TDE – Consensus for Truth
The use of Consensus
Continuing from last week’s post we know want to explore further how consensus algorithms can be used to achieve truth for trust.
A mathematics-based mechanism would need to be highly resilient to unwanted changes. One way to accomplish that is through the use of consensus. To create consensus, it requires an agreement amongst a number of agents or processors for a single data value. The consensus protocol must be resilient or fault-tolerant to counteract unreliable or failing processors or agents. The process must be able to compare the candidate values, communicate it between nodes, and get an agreement on a single consensus value. For this, it must have three requirements fulfilled A consensus protocol tolerating / halting failure must satisfy the following properties:
- Integrity – If all the correct processes proposed the same value, then any correct process must decide.
- Termination – Eventually, every correct process decides some value.
- Agreement – Every correct process must agree on the same value.
Security for trust
The consensus can create a form of resilience against potential harm from single-point failures, for whatever reason. Increased number of agents/processes or nodes increases resilience against unwanted change. Resilience against potential harm and/or other unwanted change caused by external actors/factors is what we refer to as security.

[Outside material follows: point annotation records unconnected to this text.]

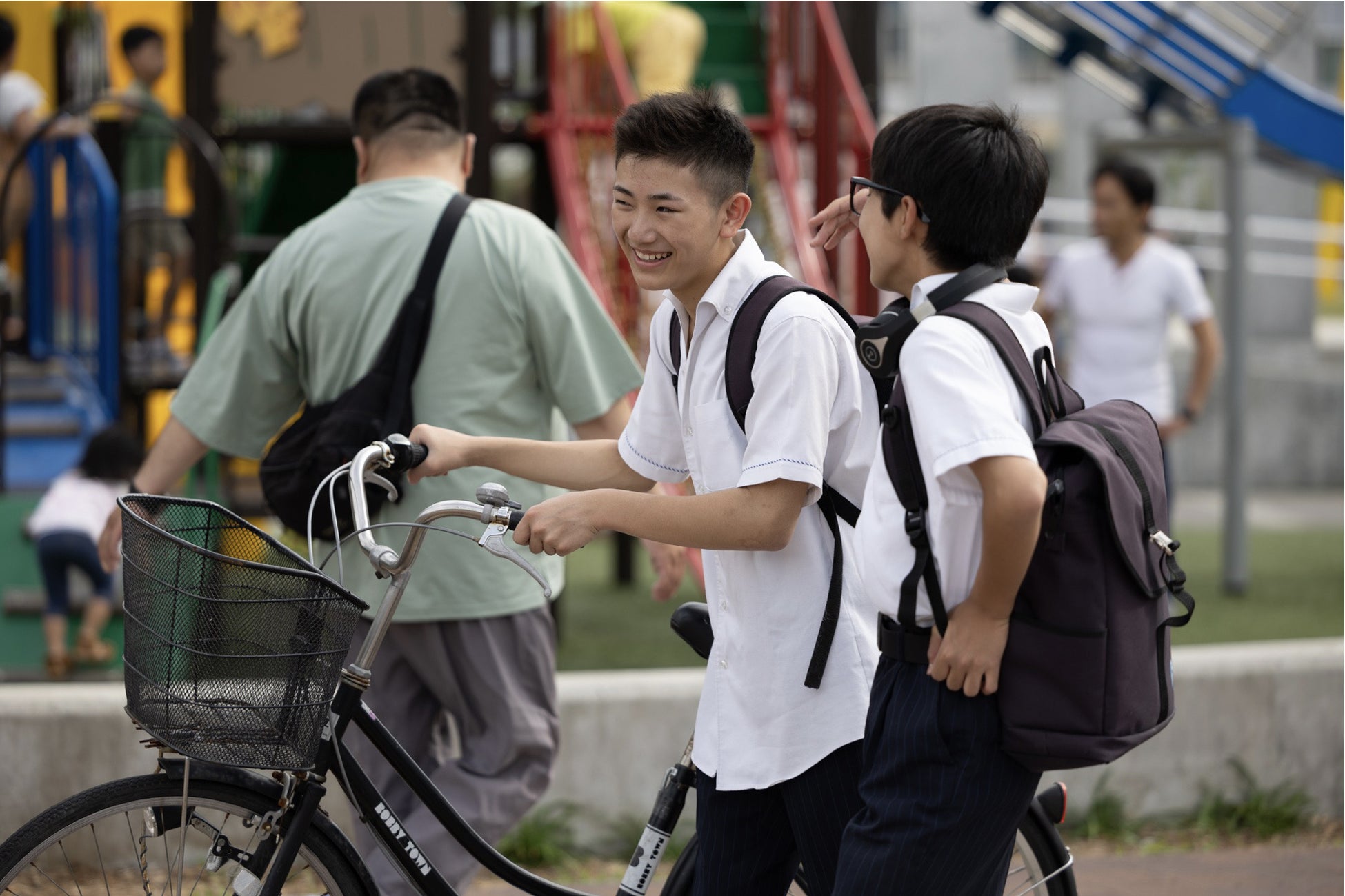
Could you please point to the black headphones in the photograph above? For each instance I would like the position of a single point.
(880, 341)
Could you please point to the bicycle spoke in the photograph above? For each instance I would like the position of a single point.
(73, 876)
(103, 866)
(163, 836)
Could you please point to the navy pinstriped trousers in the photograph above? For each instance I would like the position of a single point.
(942, 801)
(751, 842)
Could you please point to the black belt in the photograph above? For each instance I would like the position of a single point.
(903, 645)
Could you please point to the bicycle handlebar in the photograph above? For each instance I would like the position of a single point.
(492, 508)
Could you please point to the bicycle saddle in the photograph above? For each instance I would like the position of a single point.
(693, 624)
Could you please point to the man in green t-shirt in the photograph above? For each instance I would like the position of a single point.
(515, 337)
(148, 232)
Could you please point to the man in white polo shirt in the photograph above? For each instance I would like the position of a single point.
(1118, 292)
(778, 759)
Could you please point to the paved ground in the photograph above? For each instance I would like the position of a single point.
(1259, 870)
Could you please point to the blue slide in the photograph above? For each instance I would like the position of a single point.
(1207, 55)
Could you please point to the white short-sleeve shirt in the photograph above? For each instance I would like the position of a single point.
(19, 93)
(813, 417)
(76, 504)
(964, 407)
(1118, 318)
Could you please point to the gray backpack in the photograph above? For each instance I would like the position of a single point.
(1087, 670)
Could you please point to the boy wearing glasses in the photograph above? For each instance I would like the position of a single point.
(953, 188)
(778, 761)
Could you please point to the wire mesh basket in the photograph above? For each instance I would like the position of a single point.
(235, 644)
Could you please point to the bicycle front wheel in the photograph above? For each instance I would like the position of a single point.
(1039, 864)
(127, 839)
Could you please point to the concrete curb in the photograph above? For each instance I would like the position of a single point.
(1277, 706)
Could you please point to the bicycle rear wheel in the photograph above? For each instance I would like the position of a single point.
(1037, 855)
(126, 839)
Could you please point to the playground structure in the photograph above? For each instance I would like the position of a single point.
(790, 66)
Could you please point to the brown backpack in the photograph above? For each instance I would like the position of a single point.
(1087, 672)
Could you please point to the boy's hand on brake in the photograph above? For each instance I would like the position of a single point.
(835, 221)
(968, 657)
(447, 451)
(561, 525)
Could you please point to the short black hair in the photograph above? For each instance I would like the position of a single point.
(112, 455)
(7, 37)
(136, 37)
(975, 172)
(693, 131)
(415, 103)
(1137, 182)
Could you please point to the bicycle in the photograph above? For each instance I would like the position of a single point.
(236, 669)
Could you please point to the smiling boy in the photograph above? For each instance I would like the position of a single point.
(778, 760)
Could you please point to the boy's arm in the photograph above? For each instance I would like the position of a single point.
(747, 518)
(968, 657)
(568, 464)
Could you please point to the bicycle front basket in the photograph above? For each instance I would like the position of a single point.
(235, 644)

Any institution, individual, group or object can be beneficiaries of security from unwanted change. Looking at the etymological origin of security, it derives from the Latin word securus, meaning freedom from anxiety: se (without) and cura (care/anxiety).1 This definition is essential due to the previously identified risk arising from uncertainty, the fundamental issue for digital (untrusted) data exchange.
Security most often refers to protection from hostile influences. The form of security needed for TDE is the resilience against harm or damage, laying a secure foundation. For digital TDE we refer to a system with the purpose to provide cybersecurity. A cybersecurity tool that embeds data integrity, creating resilience against unwanted change of data going unnoticed. The financial industry can be drastically hampered by lack of portable or any data integrity establishing trust. If data gets changed here millions of dollars may be lost.
In particular, IoT and AI applications need a trust mechanism based on mathematical truth. This is because machines are the acting parties which operate on a mathematical basis. If machines are being fed data which cannot be trusted, subsequent decisions and processes can be compromised. Results may be devastating.